Die härteste Prüfung hält der Lauf schon vor dem Start bereit: die halbstündige Fahrt im nichtklimatisierten Bus zum Startbereich! Die heiße Luft steht im Wagen. Die Sonne brezelt zum Fenster herein. Verschwitzte Leiber schmiegen sich unfreiwillig aneinander, so dass es zum Austausch von Körperflüssigkeiten kommt. Und in jeder Kurve wabert das Odeur eines anderen Leidensgenossen zur gepeinigten Nase.
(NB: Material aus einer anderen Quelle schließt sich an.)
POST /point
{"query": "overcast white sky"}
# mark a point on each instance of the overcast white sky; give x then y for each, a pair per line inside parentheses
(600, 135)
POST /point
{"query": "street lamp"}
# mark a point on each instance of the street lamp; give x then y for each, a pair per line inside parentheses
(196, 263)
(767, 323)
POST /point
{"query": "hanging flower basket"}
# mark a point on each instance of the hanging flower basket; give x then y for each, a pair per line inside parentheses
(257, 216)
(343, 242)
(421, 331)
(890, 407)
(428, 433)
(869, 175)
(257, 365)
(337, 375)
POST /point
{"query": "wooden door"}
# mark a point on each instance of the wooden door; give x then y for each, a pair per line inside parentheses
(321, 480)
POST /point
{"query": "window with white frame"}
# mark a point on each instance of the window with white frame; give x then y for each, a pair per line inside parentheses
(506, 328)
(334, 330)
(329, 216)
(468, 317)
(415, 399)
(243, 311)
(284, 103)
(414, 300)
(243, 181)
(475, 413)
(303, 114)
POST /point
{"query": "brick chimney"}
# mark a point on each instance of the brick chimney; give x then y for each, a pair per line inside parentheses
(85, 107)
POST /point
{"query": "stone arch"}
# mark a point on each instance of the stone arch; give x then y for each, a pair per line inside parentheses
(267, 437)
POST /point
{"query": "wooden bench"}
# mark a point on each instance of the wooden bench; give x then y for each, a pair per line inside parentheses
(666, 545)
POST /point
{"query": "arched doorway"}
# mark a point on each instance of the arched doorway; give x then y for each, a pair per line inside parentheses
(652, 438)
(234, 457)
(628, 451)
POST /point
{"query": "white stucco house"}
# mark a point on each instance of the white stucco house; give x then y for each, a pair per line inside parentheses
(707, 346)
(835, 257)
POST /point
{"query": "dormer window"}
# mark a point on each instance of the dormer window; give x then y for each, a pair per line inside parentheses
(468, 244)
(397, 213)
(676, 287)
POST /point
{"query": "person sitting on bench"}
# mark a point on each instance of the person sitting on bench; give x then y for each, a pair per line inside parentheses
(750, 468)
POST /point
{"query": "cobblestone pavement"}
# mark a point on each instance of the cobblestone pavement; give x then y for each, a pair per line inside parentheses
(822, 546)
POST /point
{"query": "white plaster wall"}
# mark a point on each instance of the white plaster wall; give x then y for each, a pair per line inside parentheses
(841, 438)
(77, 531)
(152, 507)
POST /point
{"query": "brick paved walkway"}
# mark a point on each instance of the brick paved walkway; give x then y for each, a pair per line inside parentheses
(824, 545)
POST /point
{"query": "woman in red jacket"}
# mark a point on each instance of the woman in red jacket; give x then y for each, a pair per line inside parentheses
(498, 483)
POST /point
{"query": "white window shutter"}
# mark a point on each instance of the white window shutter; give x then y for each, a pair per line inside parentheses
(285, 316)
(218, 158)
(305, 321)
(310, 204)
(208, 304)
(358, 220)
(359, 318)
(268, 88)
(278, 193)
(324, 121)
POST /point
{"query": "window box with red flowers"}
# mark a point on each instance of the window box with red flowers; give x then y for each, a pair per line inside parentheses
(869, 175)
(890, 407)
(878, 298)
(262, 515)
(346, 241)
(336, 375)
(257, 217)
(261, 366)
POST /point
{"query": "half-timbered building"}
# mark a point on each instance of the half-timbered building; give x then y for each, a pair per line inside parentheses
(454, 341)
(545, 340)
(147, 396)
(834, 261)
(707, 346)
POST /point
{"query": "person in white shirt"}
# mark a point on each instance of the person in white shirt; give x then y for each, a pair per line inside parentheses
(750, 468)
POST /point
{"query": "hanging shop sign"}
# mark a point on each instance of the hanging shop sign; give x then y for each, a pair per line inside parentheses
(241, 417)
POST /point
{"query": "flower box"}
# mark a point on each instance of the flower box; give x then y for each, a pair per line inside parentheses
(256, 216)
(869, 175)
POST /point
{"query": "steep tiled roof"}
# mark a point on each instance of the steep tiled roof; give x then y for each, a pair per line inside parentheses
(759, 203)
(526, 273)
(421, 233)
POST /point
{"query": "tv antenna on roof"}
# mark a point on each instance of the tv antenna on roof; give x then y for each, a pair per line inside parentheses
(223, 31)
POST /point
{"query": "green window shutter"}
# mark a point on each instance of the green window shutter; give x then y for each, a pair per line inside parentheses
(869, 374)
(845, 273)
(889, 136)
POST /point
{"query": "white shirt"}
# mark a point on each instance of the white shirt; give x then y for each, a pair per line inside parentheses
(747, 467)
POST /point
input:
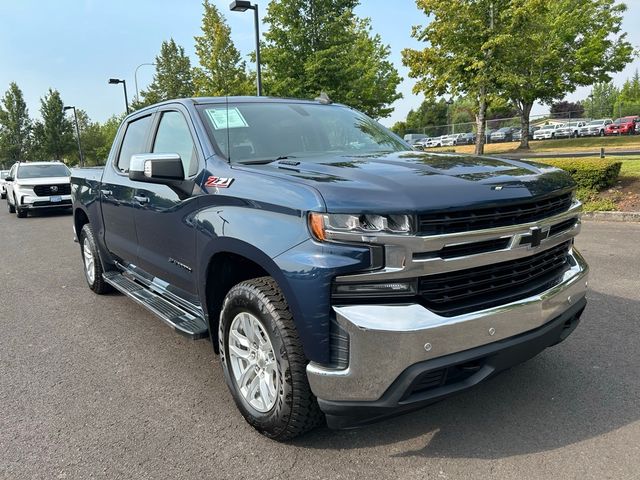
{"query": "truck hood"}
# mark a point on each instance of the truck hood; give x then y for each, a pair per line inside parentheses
(417, 181)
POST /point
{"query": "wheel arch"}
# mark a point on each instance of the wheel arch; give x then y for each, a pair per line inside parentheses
(233, 261)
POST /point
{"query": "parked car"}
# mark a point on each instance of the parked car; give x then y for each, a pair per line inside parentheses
(504, 134)
(451, 140)
(467, 139)
(434, 142)
(546, 132)
(328, 290)
(3, 184)
(38, 185)
(517, 135)
(623, 126)
(595, 128)
(570, 129)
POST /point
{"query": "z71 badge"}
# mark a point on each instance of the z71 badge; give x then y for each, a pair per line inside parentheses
(218, 182)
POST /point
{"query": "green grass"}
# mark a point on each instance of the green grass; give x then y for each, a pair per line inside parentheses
(586, 144)
(630, 164)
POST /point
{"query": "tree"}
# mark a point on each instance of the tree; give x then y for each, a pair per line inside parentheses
(54, 135)
(315, 46)
(459, 57)
(173, 77)
(548, 48)
(565, 109)
(15, 125)
(221, 71)
(628, 101)
(601, 100)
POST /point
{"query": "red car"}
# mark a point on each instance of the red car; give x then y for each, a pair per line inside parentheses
(623, 126)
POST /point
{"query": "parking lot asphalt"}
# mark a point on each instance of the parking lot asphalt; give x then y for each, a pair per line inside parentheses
(96, 387)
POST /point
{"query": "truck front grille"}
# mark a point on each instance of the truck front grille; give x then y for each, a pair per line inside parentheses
(46, 190)
(463, 291)
(438, 223)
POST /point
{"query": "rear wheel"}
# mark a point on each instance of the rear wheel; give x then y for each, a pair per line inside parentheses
(263, 362)
(91, 261)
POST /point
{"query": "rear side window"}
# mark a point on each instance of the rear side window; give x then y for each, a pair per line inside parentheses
(134, 141)
(174, 137)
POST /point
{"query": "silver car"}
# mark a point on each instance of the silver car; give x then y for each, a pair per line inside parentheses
(3, 184)
(595, 128)
(38, 185)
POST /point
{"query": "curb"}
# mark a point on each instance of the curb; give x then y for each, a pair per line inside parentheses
(612, 216)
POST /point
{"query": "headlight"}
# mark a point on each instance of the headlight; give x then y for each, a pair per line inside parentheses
(321, 224)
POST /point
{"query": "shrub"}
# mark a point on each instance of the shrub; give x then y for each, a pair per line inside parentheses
(589, 173)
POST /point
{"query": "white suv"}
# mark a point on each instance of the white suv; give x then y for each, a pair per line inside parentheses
(36, 185)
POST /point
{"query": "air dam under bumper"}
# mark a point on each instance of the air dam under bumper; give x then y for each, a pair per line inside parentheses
(402, 357)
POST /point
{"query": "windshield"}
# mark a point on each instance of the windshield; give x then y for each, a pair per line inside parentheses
(264, 132)
(43, 171)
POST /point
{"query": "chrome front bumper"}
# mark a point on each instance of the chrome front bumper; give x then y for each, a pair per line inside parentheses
(384, 340)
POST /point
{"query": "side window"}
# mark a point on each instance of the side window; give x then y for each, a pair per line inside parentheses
(134, 141)
(174, 137)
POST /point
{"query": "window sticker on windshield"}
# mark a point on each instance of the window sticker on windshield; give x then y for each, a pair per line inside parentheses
(223, 118)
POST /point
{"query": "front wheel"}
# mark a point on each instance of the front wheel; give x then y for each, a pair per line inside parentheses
(263, 361)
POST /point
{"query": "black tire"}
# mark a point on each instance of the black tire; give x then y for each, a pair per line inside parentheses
(97, 283)
(295, 410)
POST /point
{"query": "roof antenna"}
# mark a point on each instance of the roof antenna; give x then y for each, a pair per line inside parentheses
(324, 99)
(228, 135)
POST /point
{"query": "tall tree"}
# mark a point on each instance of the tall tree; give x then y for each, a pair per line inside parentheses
(221, 71)
(173, 76)
(459, 56)
(547, 48)
(628, 101)
(54, 135)
(15, 125)
(601, 100)
(315, 46)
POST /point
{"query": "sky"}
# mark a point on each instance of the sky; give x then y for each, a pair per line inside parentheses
(75, 46)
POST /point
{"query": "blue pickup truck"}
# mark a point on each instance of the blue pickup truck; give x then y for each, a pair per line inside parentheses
(340, 275)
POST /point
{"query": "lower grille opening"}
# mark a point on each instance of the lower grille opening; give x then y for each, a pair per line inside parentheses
(443, 377)
(463, 291)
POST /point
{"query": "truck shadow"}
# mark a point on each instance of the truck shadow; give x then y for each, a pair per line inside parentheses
(580, 389)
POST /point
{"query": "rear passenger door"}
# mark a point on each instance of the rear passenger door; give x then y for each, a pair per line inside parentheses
(117, 192)
(166, 233)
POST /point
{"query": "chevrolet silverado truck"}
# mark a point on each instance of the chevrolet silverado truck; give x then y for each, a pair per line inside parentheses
(340, 275)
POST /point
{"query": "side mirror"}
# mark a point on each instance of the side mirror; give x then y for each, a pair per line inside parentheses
(162, 168)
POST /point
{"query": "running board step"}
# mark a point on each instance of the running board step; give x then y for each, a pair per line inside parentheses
(181, 321)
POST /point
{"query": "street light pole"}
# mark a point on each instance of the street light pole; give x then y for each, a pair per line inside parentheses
(135, 78)
(243, 6)
(75, 116)
(115, 81)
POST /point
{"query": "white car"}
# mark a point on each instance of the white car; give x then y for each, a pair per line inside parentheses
(595, 128)
(570, 129)
(450, 140)
(38, 185)
(3, 184)
(546, 132)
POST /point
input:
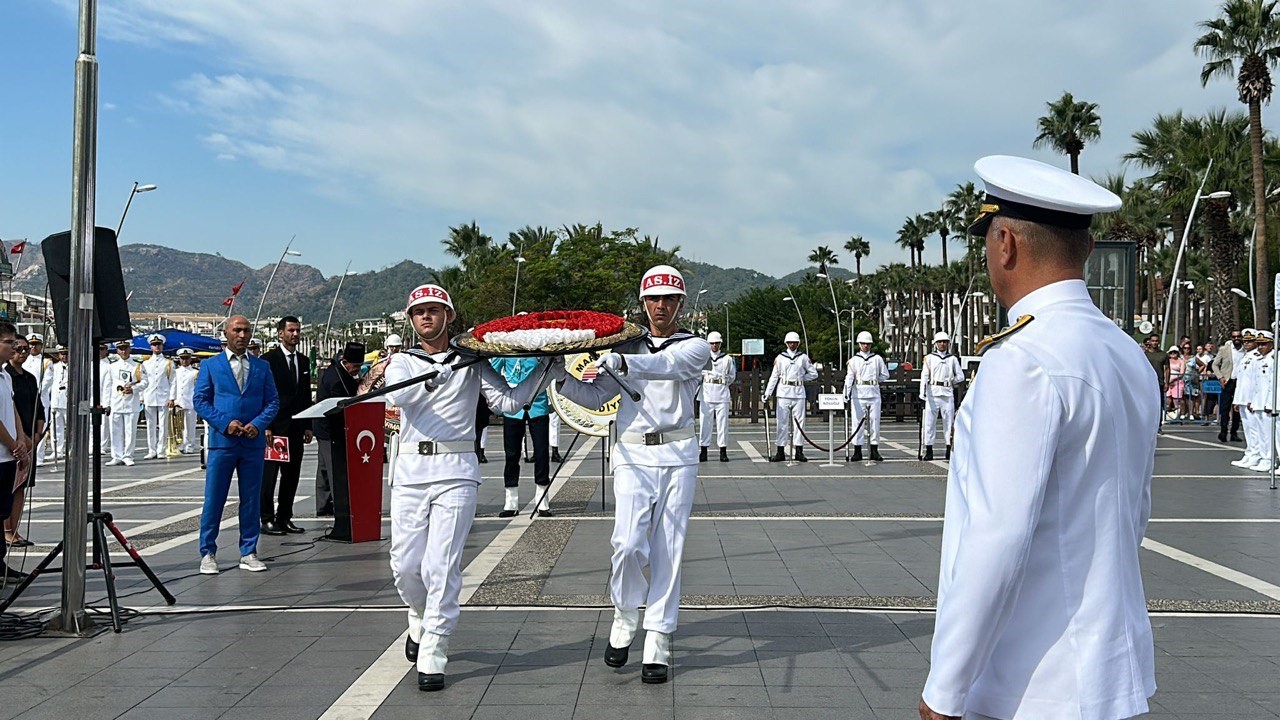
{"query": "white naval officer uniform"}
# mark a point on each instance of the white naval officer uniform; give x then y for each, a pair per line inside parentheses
(434, 496)
(790, 372)
(716, 400)
(182, 392)
(654, 473)
(124, 408)
(938, 377)
(867, 370)
(1041, 605)
(155, 397)
(55, 388)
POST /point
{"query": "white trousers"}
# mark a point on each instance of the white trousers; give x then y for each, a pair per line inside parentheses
(790, 408)
(714, 417)
(58, 427)
(944, 404)
(650, 516)
(158, 429)
(124, 432)
(190, 436)
(869, 406)
(429, 528)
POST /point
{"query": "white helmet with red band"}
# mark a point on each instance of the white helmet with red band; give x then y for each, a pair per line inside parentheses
(662, 279)
(429, 294)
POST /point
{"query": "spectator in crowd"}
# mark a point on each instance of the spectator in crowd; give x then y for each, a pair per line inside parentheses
(31, 415)
(14, 445)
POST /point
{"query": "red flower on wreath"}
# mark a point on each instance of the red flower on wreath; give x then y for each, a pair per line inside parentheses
(603, 323)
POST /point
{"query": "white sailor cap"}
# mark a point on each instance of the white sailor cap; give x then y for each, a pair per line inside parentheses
(1027, 190)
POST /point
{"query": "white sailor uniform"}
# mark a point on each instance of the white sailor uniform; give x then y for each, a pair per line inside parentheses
(938, 377)
(155, 397)
(182, 392)
(716, 400)
(791, 369)
(654, 473)
(434, 496)
(1041, 606)
(867, 372)
(55, 388)
(124, 408)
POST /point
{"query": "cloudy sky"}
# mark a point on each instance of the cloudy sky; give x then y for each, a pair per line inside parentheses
(744, 131)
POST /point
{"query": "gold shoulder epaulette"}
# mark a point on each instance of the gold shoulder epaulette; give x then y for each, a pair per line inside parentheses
(988, 341)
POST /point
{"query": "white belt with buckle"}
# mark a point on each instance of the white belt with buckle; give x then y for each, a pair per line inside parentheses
(657, 438)
(439, 447)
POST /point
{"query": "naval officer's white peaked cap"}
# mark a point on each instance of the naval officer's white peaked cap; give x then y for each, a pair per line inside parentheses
(1028, 190)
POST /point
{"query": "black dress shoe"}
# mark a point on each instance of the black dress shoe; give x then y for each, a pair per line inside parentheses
(616, 656)
(652, 673)
(430, 683)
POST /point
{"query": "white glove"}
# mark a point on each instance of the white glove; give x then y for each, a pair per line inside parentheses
(442, 376)
(611, 361)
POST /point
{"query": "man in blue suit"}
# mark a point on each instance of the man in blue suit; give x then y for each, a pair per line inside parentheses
(236, 396)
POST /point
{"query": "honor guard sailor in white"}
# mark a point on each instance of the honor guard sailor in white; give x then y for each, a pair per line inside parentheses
(1041, 606)
(123, 391)
(940, 374)
(155, 397)
(716, 399)
(55, 387)
(654, 469)
(867, 372)
(437, 474)
(182, 396)
(1244, 396)
(791, 369)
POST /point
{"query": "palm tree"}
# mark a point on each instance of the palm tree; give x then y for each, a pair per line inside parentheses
(1247, 32)
(860, 249)
(1068, 126)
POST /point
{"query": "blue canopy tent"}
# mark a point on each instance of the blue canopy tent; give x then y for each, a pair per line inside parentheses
(176, 340)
Seifenblasenmaschine an VP7

Da ist die leichte Luftbewegung, die eine am Start-VP aufgestellte Seifenblasenmaschine sogar visualisiert, beim Ausstieg am Rheinufer eine wahre Wohltat. Man kann keinen Bericht über diesen Lauf schreiben, ohne die hervorragenden VP's und die aufopferungsvollen Helfer lobend zu erwähnen. Wir starten am VP7, der den Beinamen "Susanne Alexis VP" trägt. Sich so eine Benennung verdient zu haben, spricht für das Engagement der Namensgeberin. Und so wundert es nicht, dass neben der Seifenblasenmaschine noch ein Kühlwasser-Pool zur Verfügung steht. Ich nehme eine Scheibe vom bereitstehenden Brot und werde augenblicklich Fan. In der Annahme, es sei von Susanne selbstgebacken, werfe ich spontan mehrere der köstlichen Scheiben als Abendbrot ein. In Wirklichkeit werden die Brote von der lokalen Bio-Bäckerei "Ährensache" geliefert. Diese Kooperation ist Teil der umweltfreundlichen Strategie der Veranstalter, die auf Plastikbecher verzichten und kompostierbares Einweg-Geschirr benutzen.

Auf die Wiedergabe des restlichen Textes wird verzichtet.